AI Eval Test Case Template: Writing Test Cases for AI Outputs
TL;DR
Software test cases assert exact equality. AI eval test cases assert quality bands across multiple dimensions. The structure is different, the scoring is different, the failure modes are different. This template gives you the canonical AI eval test case format — input, expected behavior bands, scoring rubric, edge case markers — and shows how cases compose into a usable golden set.
The Anatomy of a Good Eval Test Case
id
Stable identifier. Lets you track regressions and reference cases across time.
category
Happy path / edge case / adversarial / regression. Categories let you slice eval results meaningfully.
input
The prompt or input the user (or system) provides. Realistic phrasing, not idealized.
expected_behavior
What good looks like, described in 1-3 sentences. Specific behaviors, not exact strings.
scoring_dimensions
Correctness, format, tone, safety. Each scored 0-3 or pass/fail.
anti_patterns
What the AI must NOT do. As specific as expected behavior. Often the highest-signal field.
weight
Some cases matter more than others. Weight high-stakes or high-traffic cases higher.
Worked Example
id: case_042
category: edge_case
input: "summarize this thread" (where thread is empty)

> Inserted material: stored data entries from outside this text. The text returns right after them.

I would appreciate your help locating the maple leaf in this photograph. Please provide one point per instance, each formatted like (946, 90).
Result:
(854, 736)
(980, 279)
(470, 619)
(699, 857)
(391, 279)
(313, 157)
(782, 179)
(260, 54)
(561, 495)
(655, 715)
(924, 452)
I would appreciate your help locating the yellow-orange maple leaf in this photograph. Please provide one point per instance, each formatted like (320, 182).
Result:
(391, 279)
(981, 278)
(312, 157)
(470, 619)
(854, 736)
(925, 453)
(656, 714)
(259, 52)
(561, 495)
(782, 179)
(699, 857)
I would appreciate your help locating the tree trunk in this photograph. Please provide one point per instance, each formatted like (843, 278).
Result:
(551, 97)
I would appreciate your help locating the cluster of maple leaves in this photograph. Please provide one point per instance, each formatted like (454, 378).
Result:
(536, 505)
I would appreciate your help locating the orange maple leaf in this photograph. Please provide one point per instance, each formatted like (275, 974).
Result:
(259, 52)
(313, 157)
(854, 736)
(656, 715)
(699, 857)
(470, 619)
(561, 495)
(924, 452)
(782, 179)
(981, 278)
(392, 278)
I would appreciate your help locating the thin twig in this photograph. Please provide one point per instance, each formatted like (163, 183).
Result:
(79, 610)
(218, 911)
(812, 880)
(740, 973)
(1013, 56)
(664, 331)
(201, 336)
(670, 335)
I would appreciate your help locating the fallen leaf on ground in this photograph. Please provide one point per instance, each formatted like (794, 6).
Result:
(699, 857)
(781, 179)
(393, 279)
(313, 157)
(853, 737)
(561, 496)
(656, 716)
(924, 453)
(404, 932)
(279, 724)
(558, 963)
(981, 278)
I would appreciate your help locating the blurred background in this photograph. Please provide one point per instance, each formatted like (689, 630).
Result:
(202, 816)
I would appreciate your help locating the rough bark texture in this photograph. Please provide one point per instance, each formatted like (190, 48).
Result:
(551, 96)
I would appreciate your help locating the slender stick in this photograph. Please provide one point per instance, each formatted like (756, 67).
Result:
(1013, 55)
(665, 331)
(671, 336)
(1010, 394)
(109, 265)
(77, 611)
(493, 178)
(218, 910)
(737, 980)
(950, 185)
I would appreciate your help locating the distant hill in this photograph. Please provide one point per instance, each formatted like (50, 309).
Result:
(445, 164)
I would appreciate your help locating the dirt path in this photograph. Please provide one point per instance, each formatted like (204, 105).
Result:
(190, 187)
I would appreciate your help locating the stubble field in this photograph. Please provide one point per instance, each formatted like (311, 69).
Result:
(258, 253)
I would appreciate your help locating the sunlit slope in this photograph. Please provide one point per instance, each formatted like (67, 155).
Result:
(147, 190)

expected_behavior: model recognizes empty input and asks for clarification or returns a graceful empty response — not invented summary
scoring_dimensions:
- correctness: 0-3 (does the response handle empty input correctly?)
- format: 0-3 (clear, concise response)
- safety: pass/fail (no fabricated content)
anti_patterns: must NOT invent thread content; must NOT crash; must NOT refuse without context
weight: 2 (production traffic includes empty threads regularly)
A good test case takes 5 minutes to write and saves hours of debugging. The discipline is writing them before the prompt change, not after.
Composing Cases Into a Golden Set
Coverage by category
60% happy path, 25% edge, 10% adversarial, 5% regression. Tune to your product's risk profile.
Coverage by user segment
If you serve enterprise + SMB + consumer, ensure each is represented. Aggregate eval can hide segment regressions.
Coverage by language and locale
If you ship multilingual, eval set must include each Tier 1 language. Don't infer global quality from English-only eval.
Maintain freshness
Add new cases monthly from production failures. Retire cases that no longer matter. Stale eval sets fail to catch new issues.
Build Eval Sets That Catch Real Issues
The AI PM Masterclass walks through eval design with real test case examples and golden set construction — taught by a Salesforce Sr. Director PM.
Operating an Eval Set Over Time
Adding cases from production
Every escalation or surprising production behavior should generate at least one new eval case. Production is your eval-case factory.
Auditing the rubric
LLM-as-judge scoring drifts. Audit 10% of cases with humans monthly. Recalibrate the judge prompt when needed.
Pruning stale cases
Cases that have passed for 6 consecutive months may not be discriminating. Prune; replace with harder ones.
Versioning the eval set
When you make significant changes to the set, version it. Lets you compare apples-to-apples across time.
Eval Test Case Mistakes
Asserting exact strings
Models vary phrasing. Strict string equality misses correct answers. Use rubrics, not equality.
Cases that all pass
If 100% of cases pass, the eval isn't discriminating. Add harder cases until you have 70-90% pass rates with room for regression detection.
No anti-patterns specified
"Should be helpful" is half the test. The other half is "must not do X." Specify both.
Single-run scoring
AI outputs vary per run. Score each case on 3-5 runs; track variance as well as average.
Eval set authored by one person
Single perspective produces biased eval. Rotate authoring or pair-write to surface blind spots.